To check the bactericidal potential of the NPs, pure cultures of Escherichia coli (EPEC-A (P16), and Staphylococcus aureus [(MRSA belonging to clonal complex 8 (CC8) and sequence type 239 (ST239)] were obtained from the Department of Microbiology, Pakistan Institute of Medical Sciences (PIMS), Islamabad. Disc diffusion method was used to carry out the antibacterial assay of NPs on Muller Hinton Agar (MHA) medium containing petri plates. Contamination test was carried out by incubating the plates over night at room temperature. After confirmation of no contamination, bacterial cultures were streaked on to these MHA plates.

Stock solution of NPs was prepared in d.H2O at a concentration of 5 mg/mL. Further, four working dilutions i.e. 50 µg/mL (10 µL), 250 µg/mL (50 µL), 500 µg/mL (100 µL) and 1000 µg/mL (200 µL) were made to find out minimum inhibitory concentration (MIC). The Minimum Inhibitory Concentration (MIC) of the ZnO NPs was determined based on batch cultures containing varying concentrations of ZnO NPs in suspension (10–200 µg/mL). Bacterial concentrations were determined by measuring optical density (OD) at 600 nm.

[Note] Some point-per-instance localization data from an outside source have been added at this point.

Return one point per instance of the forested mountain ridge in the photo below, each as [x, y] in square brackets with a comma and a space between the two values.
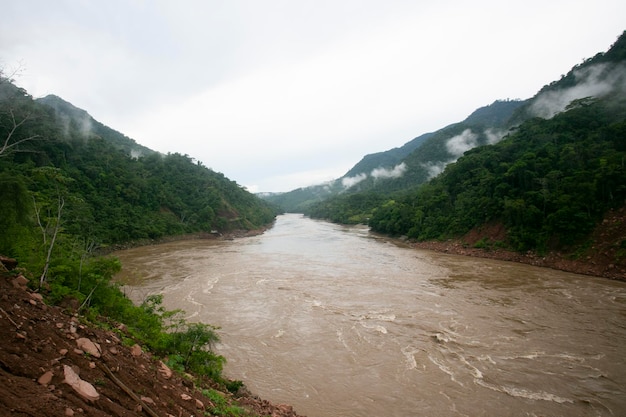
[547, 184]
[407, 166]
[64, 174]
[67, 114]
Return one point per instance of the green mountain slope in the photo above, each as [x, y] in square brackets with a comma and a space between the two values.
[407, 166]
[548, 182]
[71, 177]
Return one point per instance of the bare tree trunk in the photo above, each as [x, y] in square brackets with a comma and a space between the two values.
[57, 226]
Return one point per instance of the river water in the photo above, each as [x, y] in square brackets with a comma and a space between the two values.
[338, 322]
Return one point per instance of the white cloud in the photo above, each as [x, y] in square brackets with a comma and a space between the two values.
[494, 135]
[595, 81]
[395, 172]
[435, 169]
[244, 86]
[348, 182]
[462, 143]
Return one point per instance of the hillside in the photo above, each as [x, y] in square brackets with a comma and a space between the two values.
[545, 186]
[66, 168]
[411, 164]
[57, 364]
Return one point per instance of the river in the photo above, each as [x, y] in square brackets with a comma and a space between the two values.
[338, 322]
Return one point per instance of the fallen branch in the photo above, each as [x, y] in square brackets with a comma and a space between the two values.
[127, 390]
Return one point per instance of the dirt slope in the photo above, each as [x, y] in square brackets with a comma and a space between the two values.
[39, 349]
[605, 257]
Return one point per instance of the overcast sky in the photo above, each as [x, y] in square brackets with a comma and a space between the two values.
[279, 94]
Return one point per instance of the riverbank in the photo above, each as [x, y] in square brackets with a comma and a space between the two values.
[53, 363]
[604, 257]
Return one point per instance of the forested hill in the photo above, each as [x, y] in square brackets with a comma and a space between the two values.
[410, 165]
[63, 175]
[547, 184]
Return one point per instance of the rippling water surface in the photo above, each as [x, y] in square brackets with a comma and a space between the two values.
[337, 322]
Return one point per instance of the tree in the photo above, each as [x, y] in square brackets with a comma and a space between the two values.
[14, 119]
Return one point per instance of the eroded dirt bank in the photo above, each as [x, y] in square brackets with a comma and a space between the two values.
[606, 257]
[53, 364]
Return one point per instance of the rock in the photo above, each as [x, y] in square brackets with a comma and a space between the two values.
[147, 400]
[89, 347]
[46, 378]
[36, 296]
[135, 350]
[20, 282]
[9, 263]
[82, 388]
[165, 370]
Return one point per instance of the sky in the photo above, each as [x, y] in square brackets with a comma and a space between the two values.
[282, 94]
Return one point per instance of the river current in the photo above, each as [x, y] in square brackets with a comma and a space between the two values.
[338, 322]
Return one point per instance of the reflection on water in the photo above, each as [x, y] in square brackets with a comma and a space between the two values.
[339, 323]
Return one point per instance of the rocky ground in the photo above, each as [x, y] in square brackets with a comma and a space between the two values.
[53, 364]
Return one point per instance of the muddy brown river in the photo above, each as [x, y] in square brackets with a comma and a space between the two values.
[338, 322]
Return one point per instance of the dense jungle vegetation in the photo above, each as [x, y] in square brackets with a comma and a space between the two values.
[70, 187]
[549, 181]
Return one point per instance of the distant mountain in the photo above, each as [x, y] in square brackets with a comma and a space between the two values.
[541, 175]
[410, 165]
[78, 121]
[68, 175]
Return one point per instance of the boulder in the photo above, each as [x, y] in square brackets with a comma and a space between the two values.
[135, 350]
[164, 370]
[46, 378]
[89, 347]
[82, 387]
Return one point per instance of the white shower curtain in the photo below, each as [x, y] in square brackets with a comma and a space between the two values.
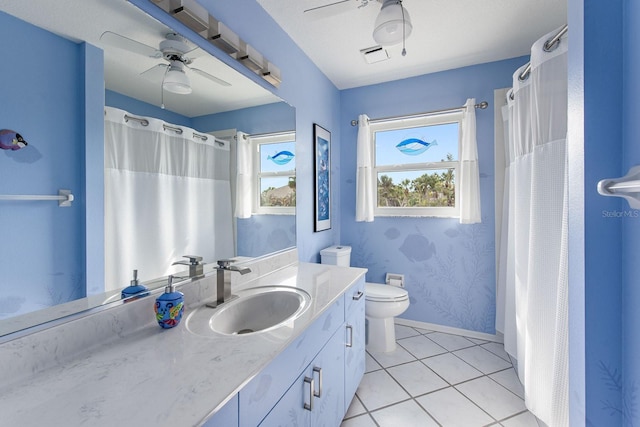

To examine the bactericidal effect of NPs on clinical strains, approximately 108 CFU of each strain was cultured on nutrient agar plates. Following disc diffusion method, the sterile discs were dipped in ZnO nanoparticles solution at varying concentrations from 50 µg/mL to 1000 µg/mL. Discs were placed onto the MHA plates and incubated at 37 °C. Control samples were prepared by placing standard medicine discs onto MHA plates containing bacterial isolates. Standard medicines used for E. coli were Ceftazidime, Imipenem, Cefoperazone, Amoxicillin, and Cefixime, whereas, Erythromycin, Gentamycin, Vancomycin, Chloramphenicol, Lanzolid were used for S. aureus. Mean values of inhibitory zone diameter were recorded in three experimental repeats. The average values of inhibition zones were calculated as Mean ± Standard Deviations. The data was statistically analyzed using Origin software version 9.136.